= Temple Rice Hollcroft =

American mathematician (1889–1967)

Temple Rice Hollcroft, Sr. (8 April 1889, Alton, Indiana – 1967) was an American mathematician and local historian.

Hollcroft received B.S. in 1912 and A.B. in 1914 from Hanover College and then A.M. in 1915 from the University of Kentucky. He received in 1917 his Ph.D. from Cornell University under Virgil Snyder and during WW I served in France as a second lieutenant in the Field Artillery. Hollcroft was a mathematics professor at Wells College from 1918 to 1954, when he retired as professor emeritus. He served for 14 years as associate secretary of the American Mathematical Society. In 1932 in Zurich he was an Invited Speaker of the ICM, with talk The general web of surfaces and the space involution defined by it.

The Temple Rice Hollcroft Collection at Wells College contains documents related to the history of Wells College, Henry Wells, Edwin B. Morgan, Wells Fargo, and American Express.

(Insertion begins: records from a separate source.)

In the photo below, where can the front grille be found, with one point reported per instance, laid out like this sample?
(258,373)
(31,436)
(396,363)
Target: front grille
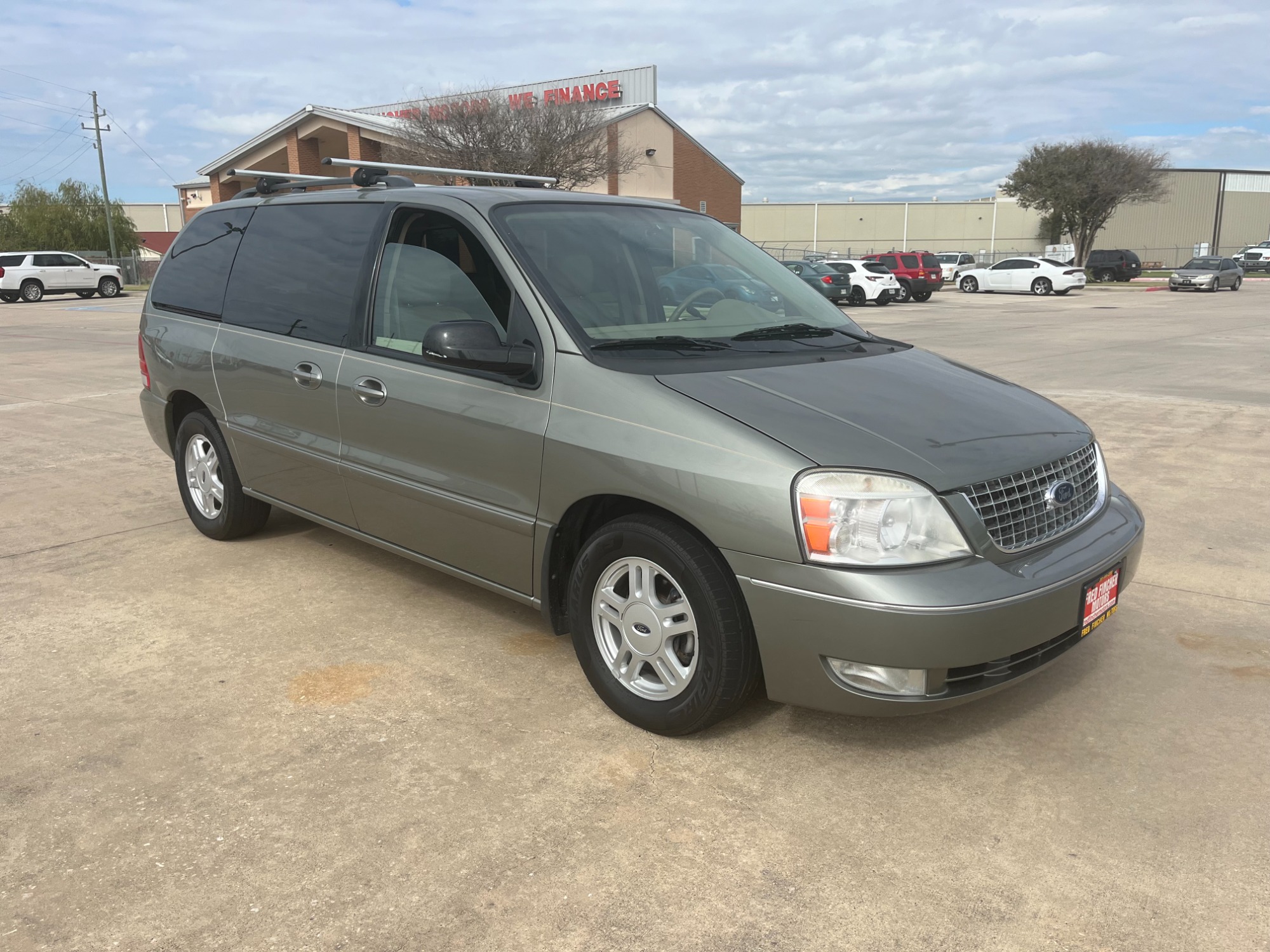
(1015,508)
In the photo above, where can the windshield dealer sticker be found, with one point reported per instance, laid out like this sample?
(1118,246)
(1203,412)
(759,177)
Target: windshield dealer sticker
(1099,602)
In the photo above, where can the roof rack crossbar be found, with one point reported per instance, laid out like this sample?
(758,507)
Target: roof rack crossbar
(439,171)
(270,182)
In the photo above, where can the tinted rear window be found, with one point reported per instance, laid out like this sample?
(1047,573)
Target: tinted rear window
(194,275)
(299,270)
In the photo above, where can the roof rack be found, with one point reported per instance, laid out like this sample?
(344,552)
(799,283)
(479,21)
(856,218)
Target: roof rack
(270,182)
(382,168)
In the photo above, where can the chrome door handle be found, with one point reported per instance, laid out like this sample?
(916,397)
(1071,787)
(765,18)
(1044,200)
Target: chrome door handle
(308,375)
(370,392)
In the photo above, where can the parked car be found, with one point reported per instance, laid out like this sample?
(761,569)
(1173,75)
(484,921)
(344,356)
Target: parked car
(1208,274)
(1118,265)
(918,272)
(829,282)
(871,281)
(1037,276)
(1255,258)
(953,263)
(713,282)
(478,380)
(29,276)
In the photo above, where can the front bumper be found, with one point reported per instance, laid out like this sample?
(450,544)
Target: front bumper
(987,625)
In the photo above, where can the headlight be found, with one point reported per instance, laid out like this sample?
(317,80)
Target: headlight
(873,520)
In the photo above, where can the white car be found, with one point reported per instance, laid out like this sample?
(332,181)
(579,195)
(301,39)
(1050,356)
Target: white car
(1036,276)
(956,263)
(869,281)
(29,276)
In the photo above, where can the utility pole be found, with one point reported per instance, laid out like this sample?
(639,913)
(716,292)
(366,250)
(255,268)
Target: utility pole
(101,164)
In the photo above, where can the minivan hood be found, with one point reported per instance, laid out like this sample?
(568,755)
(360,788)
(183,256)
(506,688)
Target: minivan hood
(910,412)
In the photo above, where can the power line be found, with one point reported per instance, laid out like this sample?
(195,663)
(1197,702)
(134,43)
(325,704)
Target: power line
(32,101)
(143,150)
(48,83)
(30,122)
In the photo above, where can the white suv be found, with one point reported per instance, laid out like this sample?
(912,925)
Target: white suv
(29,276)
(869,281)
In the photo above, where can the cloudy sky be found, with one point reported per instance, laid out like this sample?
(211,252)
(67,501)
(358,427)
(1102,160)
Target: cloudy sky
(805,101)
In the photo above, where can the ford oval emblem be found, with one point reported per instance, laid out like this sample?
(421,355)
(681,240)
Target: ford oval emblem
(1060,493)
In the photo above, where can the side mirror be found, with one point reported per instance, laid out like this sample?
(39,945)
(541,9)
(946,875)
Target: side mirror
(476,346)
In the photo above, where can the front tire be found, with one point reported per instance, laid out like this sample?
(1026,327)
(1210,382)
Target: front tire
(660,626)
(210,486)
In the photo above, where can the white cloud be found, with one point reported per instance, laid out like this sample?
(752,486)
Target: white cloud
(850,101)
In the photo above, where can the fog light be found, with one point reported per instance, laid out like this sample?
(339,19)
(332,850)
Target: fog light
(879,680)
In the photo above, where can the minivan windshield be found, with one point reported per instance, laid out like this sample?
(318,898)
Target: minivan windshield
(650,284)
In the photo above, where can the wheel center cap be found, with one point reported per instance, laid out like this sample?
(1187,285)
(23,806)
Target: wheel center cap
(642,629)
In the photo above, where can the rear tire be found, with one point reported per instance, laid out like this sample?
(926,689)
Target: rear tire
(210,486)
(707,670)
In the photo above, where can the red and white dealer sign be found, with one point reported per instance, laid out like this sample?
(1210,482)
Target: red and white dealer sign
(1100,601)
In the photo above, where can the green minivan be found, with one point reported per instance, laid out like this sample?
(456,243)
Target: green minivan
(709,494)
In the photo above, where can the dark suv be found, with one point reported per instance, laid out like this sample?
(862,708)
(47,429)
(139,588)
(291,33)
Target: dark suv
(1117,265)
(920,274)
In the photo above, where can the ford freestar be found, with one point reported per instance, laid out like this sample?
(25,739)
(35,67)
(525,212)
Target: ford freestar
(707,491)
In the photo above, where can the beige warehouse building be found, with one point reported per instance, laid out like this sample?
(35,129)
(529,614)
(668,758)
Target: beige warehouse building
(1220,210)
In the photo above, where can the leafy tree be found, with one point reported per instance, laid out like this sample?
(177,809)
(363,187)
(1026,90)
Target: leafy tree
(1079,186)
(72,219)
(570,143)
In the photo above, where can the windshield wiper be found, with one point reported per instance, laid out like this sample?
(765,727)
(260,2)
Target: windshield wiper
(792,332)
(662,342)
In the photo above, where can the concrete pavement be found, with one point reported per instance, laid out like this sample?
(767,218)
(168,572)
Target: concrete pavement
(299,742)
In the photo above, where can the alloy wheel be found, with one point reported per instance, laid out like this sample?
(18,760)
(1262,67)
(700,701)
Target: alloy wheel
(646,629)
(204,477)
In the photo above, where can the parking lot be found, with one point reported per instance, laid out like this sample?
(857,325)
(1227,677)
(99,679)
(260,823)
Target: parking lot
(300,742)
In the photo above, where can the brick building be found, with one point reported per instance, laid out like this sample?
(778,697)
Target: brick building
(675,168)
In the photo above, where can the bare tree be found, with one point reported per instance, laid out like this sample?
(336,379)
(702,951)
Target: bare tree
(1080,185)
(571,143)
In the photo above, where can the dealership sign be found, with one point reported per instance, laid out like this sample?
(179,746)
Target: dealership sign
(601,89)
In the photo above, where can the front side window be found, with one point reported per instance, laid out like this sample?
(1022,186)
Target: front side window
(434,270)
(194,275)
(298,270)
(605,271)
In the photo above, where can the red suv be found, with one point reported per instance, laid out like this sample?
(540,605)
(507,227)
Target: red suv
(919,274)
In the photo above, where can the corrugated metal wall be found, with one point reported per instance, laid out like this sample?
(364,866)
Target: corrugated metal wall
(1166,232)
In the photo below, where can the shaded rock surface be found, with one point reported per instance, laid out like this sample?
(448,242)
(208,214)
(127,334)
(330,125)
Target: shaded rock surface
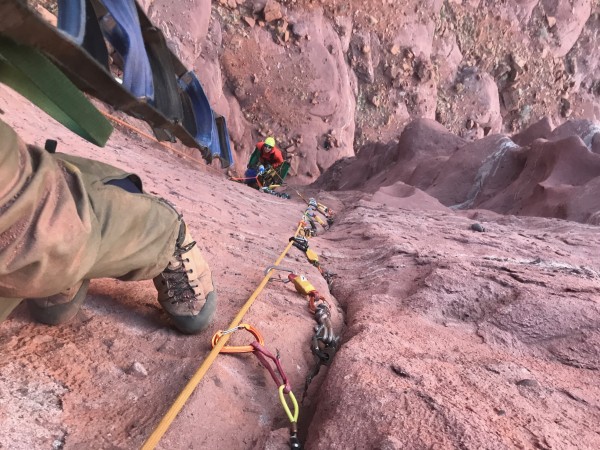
(555,173)
(361,70)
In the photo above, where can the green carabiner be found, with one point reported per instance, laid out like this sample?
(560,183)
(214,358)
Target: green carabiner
(293,418)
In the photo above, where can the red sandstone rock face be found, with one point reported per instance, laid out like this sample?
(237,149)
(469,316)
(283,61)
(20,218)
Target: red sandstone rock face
(451,338)
(553,177)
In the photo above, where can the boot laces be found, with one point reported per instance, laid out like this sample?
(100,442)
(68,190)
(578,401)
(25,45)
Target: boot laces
(179,288)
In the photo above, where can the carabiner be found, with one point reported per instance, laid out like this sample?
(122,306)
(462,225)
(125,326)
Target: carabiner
(293,417)
(240,348)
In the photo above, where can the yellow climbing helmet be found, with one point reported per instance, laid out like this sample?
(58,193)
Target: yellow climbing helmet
(270,142)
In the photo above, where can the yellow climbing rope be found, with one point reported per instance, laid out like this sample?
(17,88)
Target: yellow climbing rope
(187,391)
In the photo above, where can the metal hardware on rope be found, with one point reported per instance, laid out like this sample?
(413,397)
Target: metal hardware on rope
(240,348)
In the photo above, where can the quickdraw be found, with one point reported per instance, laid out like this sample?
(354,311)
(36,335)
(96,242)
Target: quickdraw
(301,243)
(324,344)
(277,373)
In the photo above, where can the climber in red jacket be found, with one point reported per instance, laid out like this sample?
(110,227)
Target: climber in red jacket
(269,153)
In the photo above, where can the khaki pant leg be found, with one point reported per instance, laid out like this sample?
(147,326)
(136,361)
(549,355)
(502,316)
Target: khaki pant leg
(59,223)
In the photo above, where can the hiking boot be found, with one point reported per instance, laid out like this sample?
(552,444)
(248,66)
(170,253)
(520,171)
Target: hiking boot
(59,308)
(185,287)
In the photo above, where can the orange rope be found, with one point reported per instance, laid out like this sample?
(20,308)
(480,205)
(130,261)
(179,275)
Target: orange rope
(189,388)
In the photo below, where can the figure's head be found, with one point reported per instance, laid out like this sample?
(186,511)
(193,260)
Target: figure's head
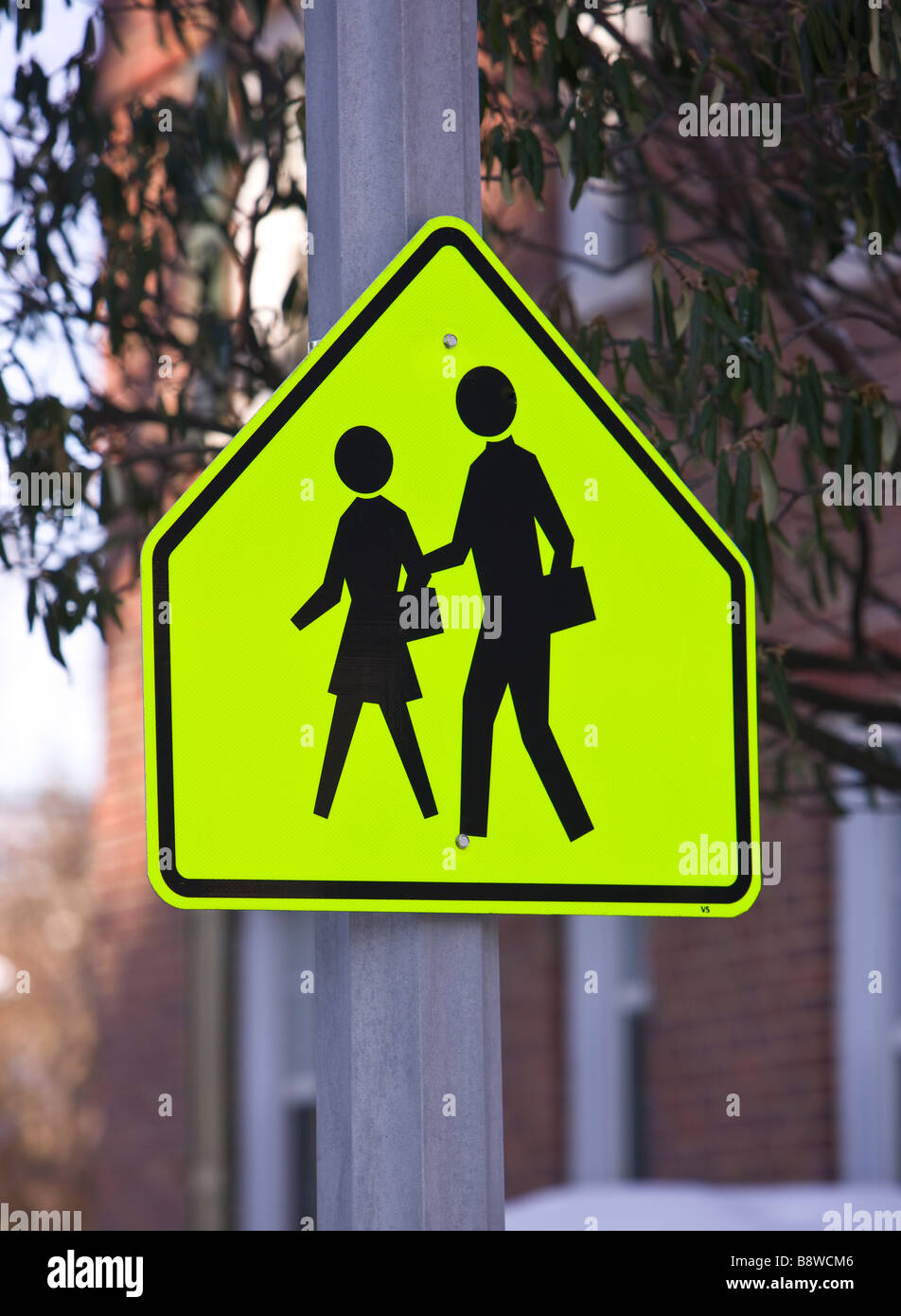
(363,459)
(486,401)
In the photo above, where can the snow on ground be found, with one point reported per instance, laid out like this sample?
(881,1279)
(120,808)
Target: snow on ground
(707,1207)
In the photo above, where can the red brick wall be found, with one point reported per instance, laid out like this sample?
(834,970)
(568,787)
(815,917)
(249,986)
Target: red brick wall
(532,1050)
(746,1007)
(140,949)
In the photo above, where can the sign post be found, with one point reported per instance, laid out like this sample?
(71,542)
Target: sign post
(438,636)
(408,1059)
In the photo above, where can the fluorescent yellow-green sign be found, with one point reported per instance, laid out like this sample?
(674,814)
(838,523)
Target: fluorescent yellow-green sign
(439,631)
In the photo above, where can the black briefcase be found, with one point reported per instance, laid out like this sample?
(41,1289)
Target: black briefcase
(566,599)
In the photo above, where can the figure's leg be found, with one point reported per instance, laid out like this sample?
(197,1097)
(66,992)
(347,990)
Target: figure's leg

The collection also contains some Alonzo Delano papers, Henry Warner Slocum autograph letters, and miscellaneous documents related to the history of Cayuga County, New York.

==Selected publications==
- Singularities of curves of given order. Bull. Amer. Math. Soc. 29 (1923) 407–414.
- Limits for actual double points of space curves. Bull. Amer. Math. Soc. 31 (1925) 42–55.
- Singularities of the Hessian. Bull. Amer. Math. Soc. 33 (1927) 90–96.
- Multiple points of algebraic curves. Bull. Amer. Math. Soc. 35 (1929) 841–849.
- Invariant postulation. Bull. Amer. Math. Soc. 36 (1930) 421–426.
- The bitangential curve. Bull. Amer. Math. Soc. 37 (1931) 82–84.
- The general web of algebraic surfaces of order n and the involution defined by it. Trans. Amer. Math. Soc. 35 (1933) 855–868.
- Characteristics of multiple curves and their residuals. Bull. Amer. Math. Soc. 39 (1933) 959–961.
- The web of quadric hypersurfaces in r dimensions. Bull. Amer. Math. Soc. 41 (1935) 97–103.
- The web of quadrics. Bull. Amer. Math. Soc. 42 (1936) 937–944.
- The Binet of quadrics in S_{3}. Trans. Amer. Math. Soc. 42 (1937) 32–40.
- Branch-point manifolds associated with a linear system of primals. Bull. Amer. Math. Soc. 43 (1937) 379–383.
- The existence of algebraic plane curves. Bull. Amer. Math. Soc. 43 (1937) 503–521.
- The maximum number of distinct contacts of two algebraic surfaces. Bull. Amer. Math. Soc. 45 (1939) 158–163.
- Anomalous plane curve systems associated with singular surfaces. Bull. Amer. Math. Soc. 46 (1940) 252–257.